Bénin: la stratégie Talon pour les législatives 2019

Yao Hervé Kingbêwé
publié le 28 novembre 2017

Désormais décidé à faire de la politique, le président béninois, Patrice Talon, entend renforcer sa mainmise sur l’Assemblée nationale lors des prochaines élections législations prévues pour 2019. Et ce pour cela, le camp du chef de l’Etat a déjà défini sa stratégie.

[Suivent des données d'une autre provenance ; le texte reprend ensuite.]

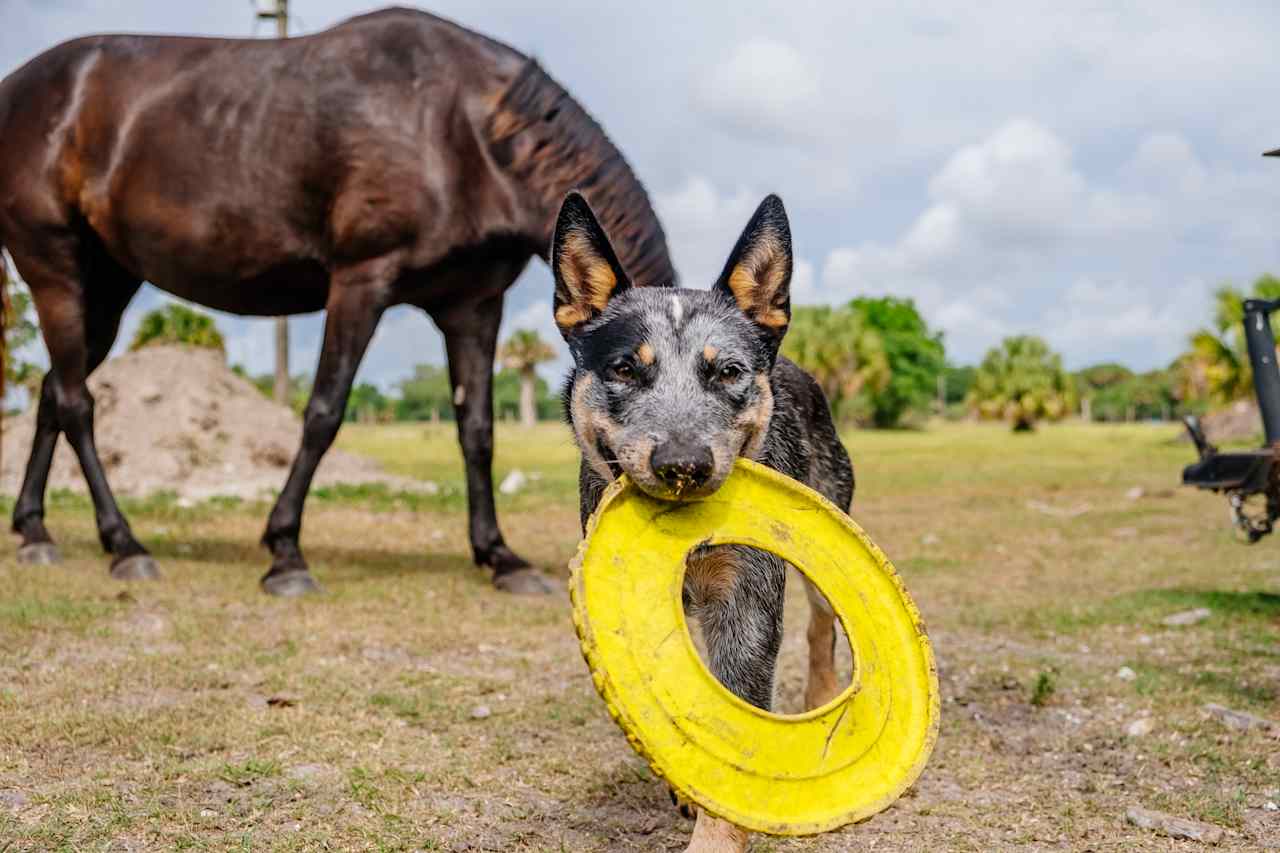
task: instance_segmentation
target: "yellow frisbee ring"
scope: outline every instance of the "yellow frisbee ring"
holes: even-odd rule
[[[853,650],[852,683],[805,714],[762,711],[703,665],[681,604],[698,545],[749,545],[803,572]],[[756,832],[810,835],[887,808],[938,734],[938,676],[888,559],[817,492],[739,460],[711,497],[672,504],[623,477],[574,558],[570,595],[596,689],[677,794]]]

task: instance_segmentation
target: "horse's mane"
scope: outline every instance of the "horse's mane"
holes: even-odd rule
[[[507,167],[546,209],[558,209],[569,190],[582,191],[632,281],[675,284],[666,235],[644,186],[603,128],[535,60],[498,99],[487,130],[490,143],[511,157]],[[517,135],[521,144],[511,145]]]

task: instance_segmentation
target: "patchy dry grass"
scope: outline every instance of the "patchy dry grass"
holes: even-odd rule
[[[1130,805],[1216,823],[1227,848],[1280,839],[1264,808],[1280,741],[1203,711],[1280,718],[1280,543],[1234,544],[1222,500],[1176,486],[1191,450],[1172,435],[847,436],[855,515],[931,628],[942,737],[885,814],[754,849],[1167,849],[1124,822]],[[341,441],[442,489],[317,495],[304,545],[323,597],[257,592],[266,508],[235,501],[129,504],[160,583],[107,577],[73,495],[50,507],[65,564],[0,560],[0,850],[681,848],[688,824],[596,698],[567,596],[506,598],[471,566],[451,428]],[[514,467],[539,477],[500,499],[508,539],[563,575],[564,429],[501,431],[499,478]],[[1212,616],[1161,624],[1194,607]],[[1141,718],[1151,732],[1127,735]]]

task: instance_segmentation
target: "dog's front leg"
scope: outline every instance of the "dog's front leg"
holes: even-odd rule
[[[696,551],[685,575],[710,669],[734,694],[769,710],[782,644],[786,565],[736,545]],[[747,831],[698,811],[686,853],[745,853]]]
[[[685,853],[746,853],[747,831],[698,809]]]

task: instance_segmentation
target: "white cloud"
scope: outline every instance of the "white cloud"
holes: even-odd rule
[[[931,203],[898,240],[832,249],[818,293],[829,302],[913,298],[963,360],[1032,332],[1069,362],[1103,351],[1167,361],[1203,322],[1206,286],[1186,274],[1137,278],[1151,275],[1150,262],[1129,256],[1158,256],[1183,232],[1212,228],[1203,191],[1217,181],[1173,134],[1144,138],[1128,162],[1125,186],[1091,182],[1058,135],[1008,121],[947,159],[929,182]],[[1178,179],[1154,191],[1153,176],[1170,172]],[[1166,210],[1171,198],[1176,214]],[[1101,276],[1069,273],[1100,259],[1110,268]]]
[[[1186,333],[1202,325],[1209,310],[1208,289],[1197,280],[1152,292],[1123,280],[1081,278],[1067,287],[1039,325],[1050,343],[1068,351],[1099,353],[1117,343],[1141,341],[1157,362],[1168,362],[1185,348]]]
[[[813,302],[818,296],[818,279],[813,264],[796,258],[791,270],[791,301],[797,304]]]
[[[752,38],[710,69],[696,103],[729,130],[785,140],[810,131],[806,119],[820,106],[819,84],[817,68],[799,50]]]
[[[745,187],[721,194],[701,176],[687,178],[676,189],[656,194],[654,203],[667,232],[681,287],[702,290],[711,286],[764,196]],[[803,304],[819,299],[813,263],[795,258],[791,301]]]
[[[764,193],[738,187],[719,193],[702,176],[654,194],[654,206],[683,287],[710,287]]]

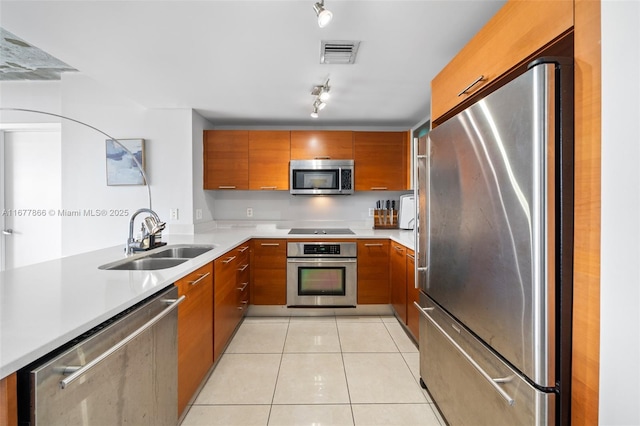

patrice-talon Patrice Talon, le chef de l'Etat  veut renforcer son hégémonie sur le Parlement

Les législatives prochaines au Bénin c’est dans plus d’un an mais dans le camp du président Talon on s’active déjà. Engagé dans le champ politique depuis l’échec de son projet de loi constitutionnelle, le chef de l’Etat béninois veut renforcer son hégémonie à l’Assemblée nationale et travaille déjà, à en croire plusieurs sources, dans ce sens avec une stratégie bien claire. Selon des sources rapportées par Jeune Afrique, la stratégie du pouvoir Talon repose sur le Bloc de la majorité parlementaire (BMP). Composé de 60 députés de différentes obédiences politiques et soutenant les actions du régime, le BMP est le premier élément sur lequel le président Talon veut compter pour les législatives de2019. Ce bloc, à croire Jeune Afrique, a reçu début novembre des instructions du pouvoir à « commencer à préparer les législatives de 2019 ». Aussi, le pouvoir souhaiterait que cette première bataille électorale avant la présidentielle de 2021, les députés membres du BMP restent « groupés » et ne forment qu’ « une ou deux listes ». Le président de la République qui discutait avec sa majorité à l’Assemblée nationale par l’entremise d’autres députés et son bras droit Olivier Boko devrait revoir les choses et faire désigner des représentants.

Deux réformes majeures

Si le BMP est le principal pilier de la stratégie Talon pour 2019, on évoque également deux réformes. Le président de la République envisagerait, et ce, toujours dans le sens des législatives à venir de faire passer à l’Assemblée courant le premier semestre de l’année 2018 un projet de loi pour modifier la charte des partis politiques. Le chef de l’Etat entend également toucher la loi électorale. « Le but étant de favoriser le regroupement de la myriade de partis existant aujourd’hui (environ 150) et de s’assurer que ceux qui survivront  auront une base représentative », apprend Jeune Afrique. Ces deux réformes pourraient également avoir comme conséquence, l’affaiblissement de l’opposition. Toute chose qui pourrait laisser le champ libre au président Talon qui, après avoir promis pendant la campagne électorale de ne faire qu’un seul mandat, veut désormais « aviser » en 2021.